CSV Processing (at a glance)20 Oct 2015
Not until recently did I find out Ruby’s native
CSV.parse is not really performant. C’mon, loading 100_000 rows into memory? As if our beloved Ruby developer cum optimizer has not had enough on her table.
I have only two things (which I deem relevant) to add to the above article:
- If you’re a Sidekiq Pro user, Sidekiq offers Batches, whose handies include child jobs (say, you divide 100_000 rows into 100 jobs that take care of 10_000 rows each), callback (a nice email letting customers know his import was done will do) & statuses (how many child jobs are pending or have failed?)
- If you’re concerned that each worker establishing a connection of its own will soon blow up your database instance, use pg_bouncer. Heroku users can use this handy buildpack the company has made available.

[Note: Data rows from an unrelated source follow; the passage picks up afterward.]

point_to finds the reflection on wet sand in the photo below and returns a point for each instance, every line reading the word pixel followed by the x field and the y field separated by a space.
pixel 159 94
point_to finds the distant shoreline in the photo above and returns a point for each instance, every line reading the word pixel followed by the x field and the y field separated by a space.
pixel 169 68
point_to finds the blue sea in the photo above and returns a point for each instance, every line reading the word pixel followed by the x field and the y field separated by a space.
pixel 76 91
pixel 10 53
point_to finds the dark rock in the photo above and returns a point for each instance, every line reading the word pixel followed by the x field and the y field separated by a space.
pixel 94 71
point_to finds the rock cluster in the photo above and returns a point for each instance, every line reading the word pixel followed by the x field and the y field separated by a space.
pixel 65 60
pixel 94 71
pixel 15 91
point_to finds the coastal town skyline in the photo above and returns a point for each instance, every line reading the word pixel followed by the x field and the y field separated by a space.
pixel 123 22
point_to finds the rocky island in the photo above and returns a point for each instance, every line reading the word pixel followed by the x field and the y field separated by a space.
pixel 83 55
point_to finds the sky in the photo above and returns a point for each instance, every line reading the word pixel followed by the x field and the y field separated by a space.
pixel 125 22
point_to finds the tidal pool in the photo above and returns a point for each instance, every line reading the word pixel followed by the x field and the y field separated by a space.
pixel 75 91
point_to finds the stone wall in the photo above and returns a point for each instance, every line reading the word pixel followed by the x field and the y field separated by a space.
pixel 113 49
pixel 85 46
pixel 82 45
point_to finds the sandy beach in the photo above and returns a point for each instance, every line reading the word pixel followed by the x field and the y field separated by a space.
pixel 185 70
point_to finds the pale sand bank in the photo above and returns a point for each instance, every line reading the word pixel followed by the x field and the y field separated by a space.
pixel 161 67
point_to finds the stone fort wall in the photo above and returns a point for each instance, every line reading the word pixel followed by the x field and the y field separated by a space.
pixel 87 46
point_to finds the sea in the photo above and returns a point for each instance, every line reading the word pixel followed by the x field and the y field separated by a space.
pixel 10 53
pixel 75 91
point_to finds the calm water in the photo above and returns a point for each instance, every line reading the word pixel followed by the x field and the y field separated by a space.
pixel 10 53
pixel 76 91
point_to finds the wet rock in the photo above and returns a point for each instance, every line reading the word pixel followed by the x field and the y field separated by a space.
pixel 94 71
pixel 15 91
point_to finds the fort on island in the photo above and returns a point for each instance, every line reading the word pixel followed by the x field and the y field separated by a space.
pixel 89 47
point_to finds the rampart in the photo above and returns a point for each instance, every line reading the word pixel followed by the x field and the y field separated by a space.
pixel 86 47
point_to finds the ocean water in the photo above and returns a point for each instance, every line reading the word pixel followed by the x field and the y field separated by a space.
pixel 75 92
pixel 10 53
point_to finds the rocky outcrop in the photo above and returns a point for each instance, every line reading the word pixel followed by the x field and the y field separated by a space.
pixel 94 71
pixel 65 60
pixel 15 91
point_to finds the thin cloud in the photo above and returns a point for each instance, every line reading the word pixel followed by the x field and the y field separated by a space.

- While having a direct route to your
userstable is nice and all, decently sized apps will come across cases when you have to do follow-ups when it comes to an import job. Things like: reindex ElasticSearch, spit out troublesome rows and let customers download these lines to perform revisions, generate log events, etc. My approach of preference is it’s best to steer away from doing these things. It should be the job of controllers or services, not the import workers. In an ideal environment, your worker(s) should only concern about splitting the file into chunks, put some nice headers to ‘em, and ping the relevant API(s) (ie:
POST /api/v1/users) and let it do its job.
And yes, I ended up listing three things. I’m bad at numbers.